In recent posts, we have written about old and new forms of sexual harassment and about the employer’s obligation to investigate harassment complaints.  This week, we address what happens when the investigation is complete and the employer concludes that harassment – or at least conduct that violates the employer’s policy against harassment – has occurred.  According to EEOC regulations, an employer has an obligation to take “immediate and appropriate corrective action” to prevent harassment in the workplace. Exactly what that means has been the focus of court decisions for decades now.
Many years ago, in a case called Meritor Savings Bank v. Vinson, the U.S. Supreme Court held that, because Title VII of the Civil Rights Act of 1964 “affords employees the right to work in an environment free from discriminatory intimidation, ridicule, and insult,” employers have an affirmative duty to remedy hostile or offensive working environments. Later, in Faragher v. Boca Raton, the Supreme Court held that, if an employer knows or should have known of harassing conduct and fails to take proper remedial action, the employer may be held directly responsible for the harassment.  The employer’s duty is than clear, but because the facts and circumstances of every situation differ, what an employer must do to carry out that duty is less clear.  In determining how to respond, employers must consider the nature of the conduct, the impact on the victim, whether the harassment is a first offense or part of a pattern, and what the relative positions of the harasser and the victim are in the organizational hierarchy. 

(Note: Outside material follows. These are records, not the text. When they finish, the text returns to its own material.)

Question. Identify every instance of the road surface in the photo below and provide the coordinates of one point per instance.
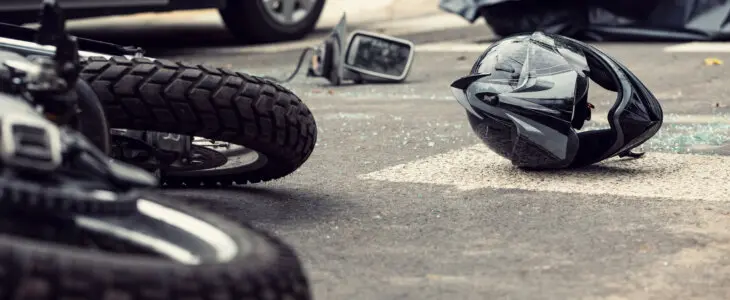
(401, 201)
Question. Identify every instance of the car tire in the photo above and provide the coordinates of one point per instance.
(250, 22)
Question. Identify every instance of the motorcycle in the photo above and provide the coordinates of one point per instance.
(76, 224)
(194, 125)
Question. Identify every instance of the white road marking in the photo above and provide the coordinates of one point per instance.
(657, 175)
(699, 47)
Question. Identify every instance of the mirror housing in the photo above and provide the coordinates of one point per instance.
(366, 57)
(377, 58)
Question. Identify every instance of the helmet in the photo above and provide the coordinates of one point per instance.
(527, 95)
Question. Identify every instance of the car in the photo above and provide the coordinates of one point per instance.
(250, 21)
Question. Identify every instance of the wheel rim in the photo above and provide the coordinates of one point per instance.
(288, 12)
(239, 160)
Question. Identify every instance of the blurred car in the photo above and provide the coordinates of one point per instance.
(251, 21)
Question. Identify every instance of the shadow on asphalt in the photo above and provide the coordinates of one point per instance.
(266, 204)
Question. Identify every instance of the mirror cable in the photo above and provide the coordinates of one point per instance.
(299, 66)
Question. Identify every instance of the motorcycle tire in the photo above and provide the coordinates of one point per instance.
(43, 259)
(213, 103)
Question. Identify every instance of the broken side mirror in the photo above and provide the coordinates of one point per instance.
(377, 58)
(365, 57)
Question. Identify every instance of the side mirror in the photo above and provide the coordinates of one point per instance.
(366, 57)
(378, 58)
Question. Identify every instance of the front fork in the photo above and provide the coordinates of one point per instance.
(151, 150)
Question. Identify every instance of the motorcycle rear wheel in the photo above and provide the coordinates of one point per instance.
(207, 102)
(166, 251)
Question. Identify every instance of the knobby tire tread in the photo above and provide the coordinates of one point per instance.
(215, 103)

Despite the need to consider the facts and circumstances of each case before determining what constitutes timely and appropriate corrective action in response to harassment, we do know that the following characteristics are important:
  • It happens quickly.  The employer should decide on a course of action and begin to implement it within days, not weeks, of determining that harassment has occurred.
  • It’s proportional.  Harassing conduct varies in severity and duration.  It is completely appropriate to consider the seriousness of the harassing behavior when determining what to do in response. 
  • It makes an impact.  The employer’s response to harassment should make it less likely that the offending behavior will re-occur.  The harasser, and others who are aware of the employer’s response, should be motivated to avoid similar conduct in the future.
  • It’s on record.  Investigative results and responsive corrective action should be documented.  Doing so makes it easier to prove that the employer carried out its duty, and may also serve as a source of evidence in future harassment investigations.
  • It balances employee privacy with a deterrent effect.  Employees need to know that complaints of sexual harassment will be taken seriously by their employer, and that there are consequences for engaging in harassing behavior.  It is often not necessary, however, to widely publicize the details of disciplinary action taken in response to harassment.  If disciplinary actions are generally kept confidential, discipline taken in response to harassment should be kept confidential, except as may be required to reassure the victim and alert supervisors to the need to observe future interactions between the harasser and the victim. It is never appropriate to publicize the identity of the victim of harassment or to share details about the impact of the conduct on the victim.
  • It’s consistent.  Similar conduct should result in a similar response.  Corrective action should be consistent regardless of the age, gender, ethnicity, or job title of the employee being disciplined.